PAFA has announced plans to absorb the Center from its current location at Rutgers, The State University of New Jersey. The Rutgers Center for Innovative Print and Paper was founded in 1986 by Judith Brodsky, an artist, printmaker, arts advocate and professor of art. Housed at the Mason Gross School of the Arts at Rutgers, the Center was renamed in her honor in 2006, and is dedicated to enabling groundbreaking artists, both established and emerging, to create new work in paper and print. Brodsky, who now sits on PAFA’s Contemporary Collections Committee, was instrumental in bringing the Center to PAFA.
“I’m delighted that PAFA will be the new home of the Brodsky Center,” Brodsky said. “PAFA has a distinguished printmaking tradition, and it is exciting that the Brodsky Center will help take that tradition into the future. I know that the collaboration and partnership of PAFA and the Brodsky Center will result in important contributions to the discourse of art.”

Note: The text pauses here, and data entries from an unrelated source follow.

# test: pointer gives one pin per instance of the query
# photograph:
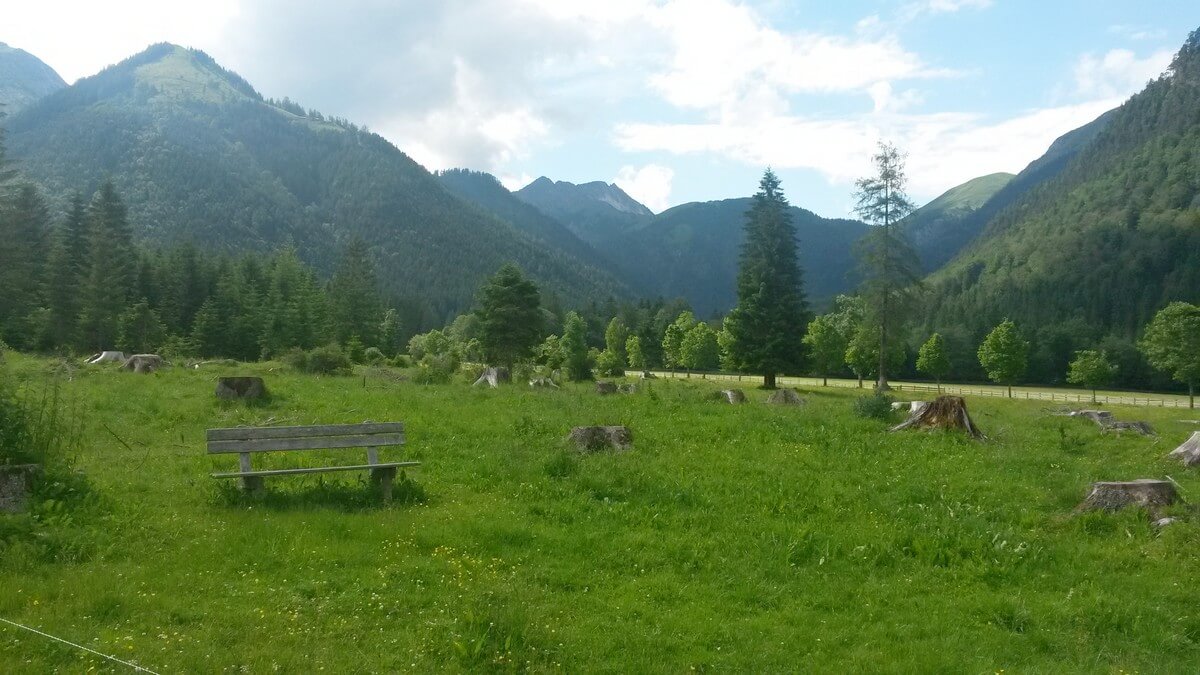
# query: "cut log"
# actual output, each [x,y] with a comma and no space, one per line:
[945,412]
[1143,428]
[786,398]
[595,438]
[493,377]
[731,396]
[143,363]
[233,388]
[107,357]
[1189,452]
[1105,420]
[1145,493]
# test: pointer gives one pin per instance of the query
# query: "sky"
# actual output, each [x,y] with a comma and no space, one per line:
[673,100]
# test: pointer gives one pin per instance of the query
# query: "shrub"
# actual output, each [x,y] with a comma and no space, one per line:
[329,359]
[875,406]
[436,369]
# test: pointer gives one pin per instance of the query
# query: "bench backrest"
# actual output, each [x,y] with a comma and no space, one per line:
[325,436]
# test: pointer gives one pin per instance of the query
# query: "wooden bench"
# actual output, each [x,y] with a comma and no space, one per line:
[246,440]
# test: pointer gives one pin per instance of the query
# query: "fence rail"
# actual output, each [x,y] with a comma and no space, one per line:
[1041,394]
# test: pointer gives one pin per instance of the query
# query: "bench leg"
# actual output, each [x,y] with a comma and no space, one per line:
[384,478]
[252,484]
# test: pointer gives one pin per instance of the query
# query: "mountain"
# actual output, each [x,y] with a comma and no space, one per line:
[485,191]
[24,78]
[936,230]
[198,155]
[691,251]
[595,211]
[945,240]
[1105,242]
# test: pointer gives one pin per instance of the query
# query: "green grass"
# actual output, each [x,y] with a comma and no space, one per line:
[732,538]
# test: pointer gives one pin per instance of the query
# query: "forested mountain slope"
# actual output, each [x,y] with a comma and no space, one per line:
[595,211]
[936,228]
[1107,242]
[24,78]
[198,155]
[691,251]
[484,190]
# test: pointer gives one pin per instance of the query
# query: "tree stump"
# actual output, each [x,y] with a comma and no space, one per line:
[1189,452]
[786,398]
[143,363]
[595,438]
[233,388]
[1145,493]
[16,482]
[945,412]
[493,377]
[732,396]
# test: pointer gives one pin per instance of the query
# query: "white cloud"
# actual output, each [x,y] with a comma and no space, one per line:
[945,149]
[78,39]
[1119,72]
[649,184]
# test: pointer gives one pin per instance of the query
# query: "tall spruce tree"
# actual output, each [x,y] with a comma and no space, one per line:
[354,304]
[24,226]
[109,270]
[891,268]
[766,329]
[510,316]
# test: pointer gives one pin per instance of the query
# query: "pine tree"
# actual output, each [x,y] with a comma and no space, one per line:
[1173,344]
[354,302]
[24,228]
[634,352]
[1005,354]
[767,326]
[510,316]
[672,339]
[141,330]
[891,268]
[575,347]
[109,270]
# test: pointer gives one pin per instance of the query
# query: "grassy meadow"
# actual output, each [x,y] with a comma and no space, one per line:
[732,538]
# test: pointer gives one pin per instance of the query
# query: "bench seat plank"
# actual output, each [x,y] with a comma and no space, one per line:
[315,470]
[250,432]
[305,443]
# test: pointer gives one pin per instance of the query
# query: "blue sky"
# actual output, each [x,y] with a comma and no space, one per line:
[676,101]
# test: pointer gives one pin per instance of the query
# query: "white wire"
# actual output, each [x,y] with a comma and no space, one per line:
[133,665]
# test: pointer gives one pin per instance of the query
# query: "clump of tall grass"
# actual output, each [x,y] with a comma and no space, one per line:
[45,429]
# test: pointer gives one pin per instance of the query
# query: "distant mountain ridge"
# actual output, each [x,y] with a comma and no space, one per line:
[24,78]
[595,211]
[1109,238]
[937,231]
[199,155]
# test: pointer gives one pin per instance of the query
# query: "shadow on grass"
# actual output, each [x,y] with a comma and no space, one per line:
[358,496]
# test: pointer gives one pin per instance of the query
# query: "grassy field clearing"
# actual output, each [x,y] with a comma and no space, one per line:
[749,538]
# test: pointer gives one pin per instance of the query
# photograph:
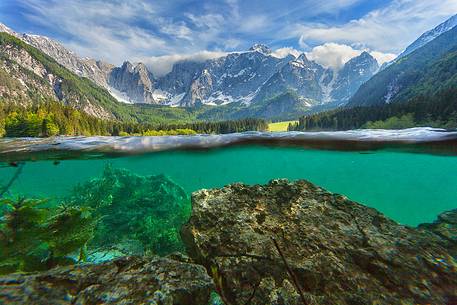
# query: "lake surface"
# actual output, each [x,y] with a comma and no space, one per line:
[411,176]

The Center’s focus on contemporary art, and supporting women and artists of color, aligns well with PAFA’s mission to educate students and to develop and promote the work of outstanding and innovative artists. Since its founding in 1986, the Center has completed over 300 editions with a diverse range of emerging and established artists who have become renowned in the field, including Barkley Hendricks, and artists in PAFA’s collection such as Melvin Edwards, Joan Semmel and Richard Tuttle. The Center has an inventory of over 3,000 works of art. A limited number of these prints will be accessioned into PAFA’s permanent museum collection and the rest will be available for sale to support the mission of the Center.
The Brodsky Center will become part of the School at PAFA, expanding its printmaking curriculum and providing internship and professional opportunities for students to learn about publishing editions, marketing and selling artists’ prints. A new papermaking facility will be established at PAFA, and will provide papermaking opportunities for both Brodsky Center editions and PAFA students.
“We are thrilled to have the Brodsky Center coming to PAFA,” said Clint Jukkala, Dean of the School of Fine Arts. “The Center will bring new expertise and facilities in papermaking to complement PAFA’s outstanding print shop and department. Students will learn from artists in residence, who will make prints alongside them in the print shop.”
The current Director of the Brodsky Center, Paola Morsiani, will join the PAFA team and will continue to lead the Center and develop learning opportunities for students. The Brodsky Center will attend at least three arts fairs each year and will help bring awareness to PAFA’s programs, and the printmaking program in particular. The Center comes with an endowment which helps funds its operation, alongside sales, commissions and grants.
Editions produced by the Brodsky Center are included in the collections of the Metropolitan Museum of Modern Art, Museum of Modern Art, Whitney Museum of American Art, the Museum of Fine Arts, Boston, and other international institutions, as well as many private collections.
The new papermaking facilities will be developed this summer and the print inventory will be moving to PAFA in the coming weeks.
About PAFA
Founded in 1805, the Pennsylvania Academy of the Fine Arts is America’s first school and museum of fine arts. A recipient of the National Medal of Arts, PAFA offers undergraduate and graduate programs in the fine arts, innovative exhibitions of historic and contemporary American art, and a world-class collection of American art. PAFA’s esteemed alumni include Mary Cassatt, Njideka Akunyili Crosby, Thomas Eakins, William Glackens, Barkley Hendricks, Violet Oakley, Louis Kahn, David Lynch, and Henry Ossawa Tanner.